« La poésie est de toutes les eaux claires celle qui s’attarde le moins aux reflets de ses ponts.
Poésie, la vie future à l’intérieur de l’homme requalifié »
René Char – Le Poème Pulvérisé
La parole chez René Char ose l’élan vers la vie comme remède à la douleur, contrecarrant l’épuisement du Verbe laissé par les larmes. Il ne s’agit pas d’un déni à ce qui frappe le cœur mais d’une transfiguration qui augmente dans la durée même, et qui permet au Poème d’advenir.

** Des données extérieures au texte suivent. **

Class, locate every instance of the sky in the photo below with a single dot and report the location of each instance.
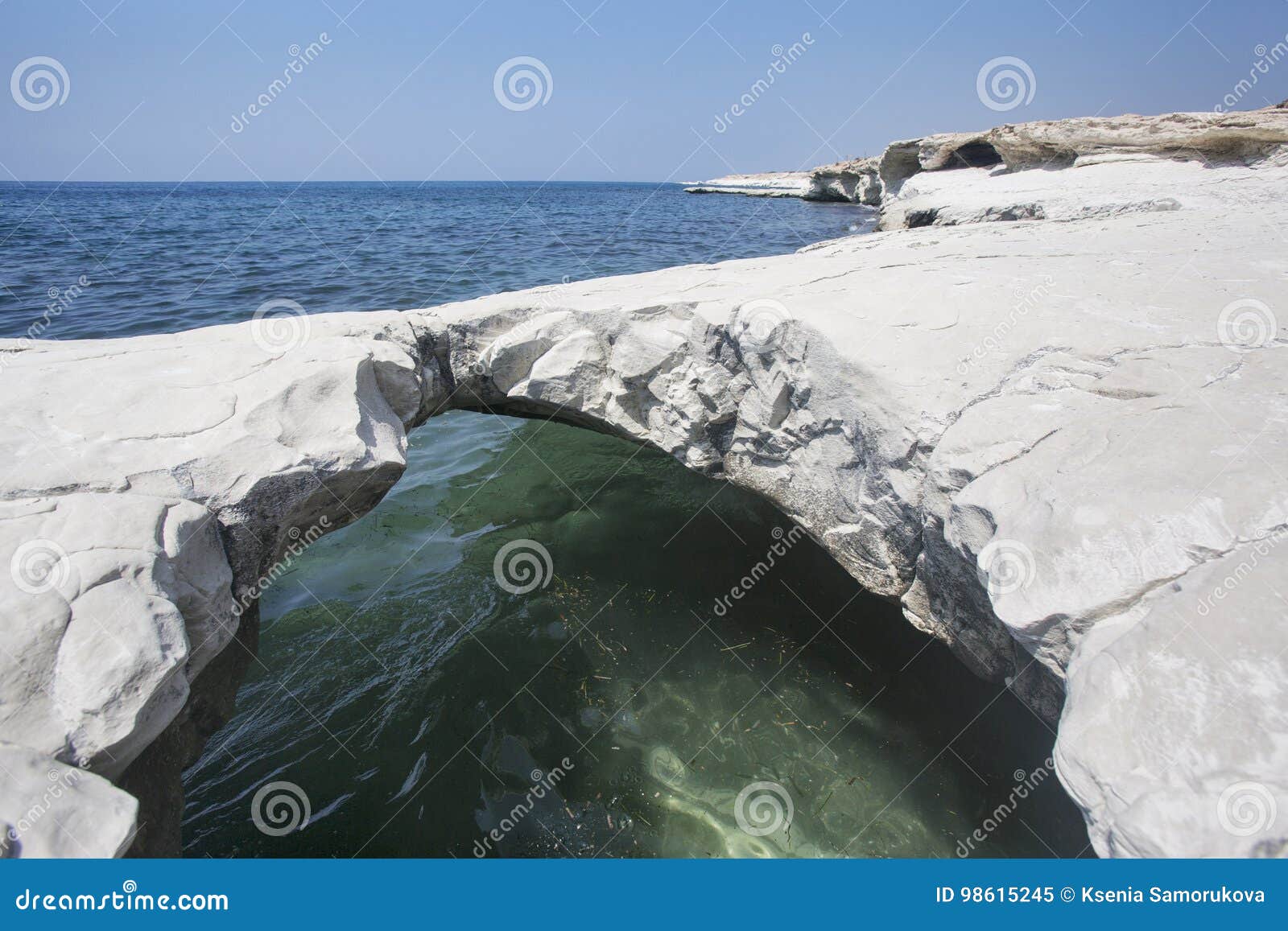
(399, 90)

L’échec est le point à partir duquel il est possible d’imaginer un merveilleux avenir, un ciel étoilé, une lumière conquise sur l’ombre. Bien sûr, le lit de la douleur impose son tempo mais il n’est envisageable de s’ensommeiller et s’abolir comme sujet. La douleur fait évènement mais c’est elle qui fait croître paradoxalement la conscience et libère une occasion d’agir. La douleur est assumée et engagée dans un vaste élan de transmutation qui remet debout et porte l’existence à venir.

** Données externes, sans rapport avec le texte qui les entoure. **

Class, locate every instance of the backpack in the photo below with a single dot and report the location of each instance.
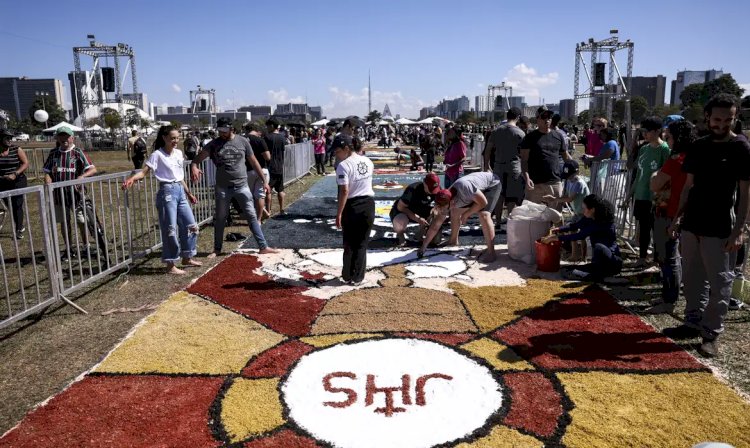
(139, 147)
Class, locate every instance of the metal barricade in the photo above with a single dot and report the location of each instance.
(298, 159)
(610, 179)
(27, 270)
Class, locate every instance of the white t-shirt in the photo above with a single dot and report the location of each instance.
(167, 168)
(356, 172)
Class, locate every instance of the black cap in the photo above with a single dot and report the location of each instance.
(570, 167)
(223, 122)
(342, 141)
(542, 111)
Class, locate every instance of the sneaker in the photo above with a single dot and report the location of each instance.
(709, 348)
(661, 308)
(684, 331)
(735, 304)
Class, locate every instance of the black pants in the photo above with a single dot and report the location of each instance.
(357, 221)
(320, 163)
(643, 212)
(16, 202)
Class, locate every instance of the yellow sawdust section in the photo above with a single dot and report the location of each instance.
(187, 334)
(251, 408)
(396, 276)
(503, 437)
(671, 410)
(393, 309)
(493, 306)
(333, 339)
(498, 355)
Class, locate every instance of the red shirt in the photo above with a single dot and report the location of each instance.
(673, 168)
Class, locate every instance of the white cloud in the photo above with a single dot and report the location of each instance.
(281, 96)
(343, 103)
(527, 82)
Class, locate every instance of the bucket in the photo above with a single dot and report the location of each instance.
(547, 256)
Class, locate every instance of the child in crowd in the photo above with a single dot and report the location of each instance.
(574, 192)
(597, 224)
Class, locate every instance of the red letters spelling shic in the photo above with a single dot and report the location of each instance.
(371, 389)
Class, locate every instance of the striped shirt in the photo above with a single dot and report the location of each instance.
(9, 162)
(66, 165)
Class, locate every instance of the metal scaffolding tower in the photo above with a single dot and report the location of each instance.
(89, 89)
(614, 89)
(491, 98)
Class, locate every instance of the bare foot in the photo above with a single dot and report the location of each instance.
(175, 270)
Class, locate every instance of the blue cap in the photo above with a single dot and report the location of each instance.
(671, 119)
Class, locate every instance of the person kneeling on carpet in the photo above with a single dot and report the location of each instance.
(415, 204)
(597, 224)
(475, 193)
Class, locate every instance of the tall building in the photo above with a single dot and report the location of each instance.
(567, 109)
(452, 109)
(426, 112)
(17, 95)
(652, 88)
(258, 112)
(292, 108)
(688, 77)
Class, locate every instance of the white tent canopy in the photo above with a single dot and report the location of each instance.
(405, 121)
(61, 124)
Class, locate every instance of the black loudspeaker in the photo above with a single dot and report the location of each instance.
(108, 79)
(599, 74)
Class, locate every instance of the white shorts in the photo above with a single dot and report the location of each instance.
(256, 183)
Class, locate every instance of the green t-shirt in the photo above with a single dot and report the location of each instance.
(650, 159)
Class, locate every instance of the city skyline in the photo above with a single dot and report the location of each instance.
(414, 60)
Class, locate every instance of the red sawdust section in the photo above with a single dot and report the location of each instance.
(276, 361)
(452, 339)
(132, 411)
(592, 332)
(283, 439)
(280, 307)
(535, 404)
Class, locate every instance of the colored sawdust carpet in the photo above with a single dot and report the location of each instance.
(274, 351)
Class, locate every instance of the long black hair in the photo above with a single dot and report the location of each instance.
(604, 213)
(164, 131)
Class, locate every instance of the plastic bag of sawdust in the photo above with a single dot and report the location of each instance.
(526, 224)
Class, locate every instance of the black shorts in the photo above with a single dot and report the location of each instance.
(276, 181)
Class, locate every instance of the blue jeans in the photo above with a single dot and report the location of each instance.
(179, 232)
(224, 196)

La parole poétique est multiple. Elle contient la reconnaissance d’un « fardeau », la douleur d’une vie inconnue devant soi. Mais elle transforme l’angoisse « en aurore artérielle ». René Char, dans cette image, assigne à la poésie la force libératrice de l’engagement dans la vie, une obstination à être et devenir comme réponse au drame humain. On sait l’amitié qui lia René Char à Albert Camus. On comprend d’emblée la pensée qui les unit : l’affirmation de l’instant, l’affirmation dans l’instant, une conjonction volontaire et enthousiaste du réel et du moi. Le poème la fait advenir.
Ainsi René Char ne cesse de m’accompagner dans ma vie. Sa poésie est la preuve d’un dépassement dans « une sagesse aux yeux pleins de larmes ». Notre condition est celle du désespéré qui s’obstine, attendu dans un pays inconnu qui se découvre dans la fulgurance de chaque instant. L’instant détient ainsi une richesse irrémédiable , inestimable, puisqu’il est capable de nous élever et nous élancer vers l’accomplissement de notre destin. la route est semée de lueurs soudaines , vers un pays de connaissance où la lumière du jour pulvérise notre abattement
De sa jeunesse de Résistant, René Char retient la puissance d’une ardeur commune dans l’action. Il évoque dans ce beau vers « la parenté fulgurante de quelques hommes ». Pour René Char, le poète doit habiter sa parole comme il le ferait d’un territoire, s’établir davantage dans la vie assumée selon une puissante dialectique de l’espoir.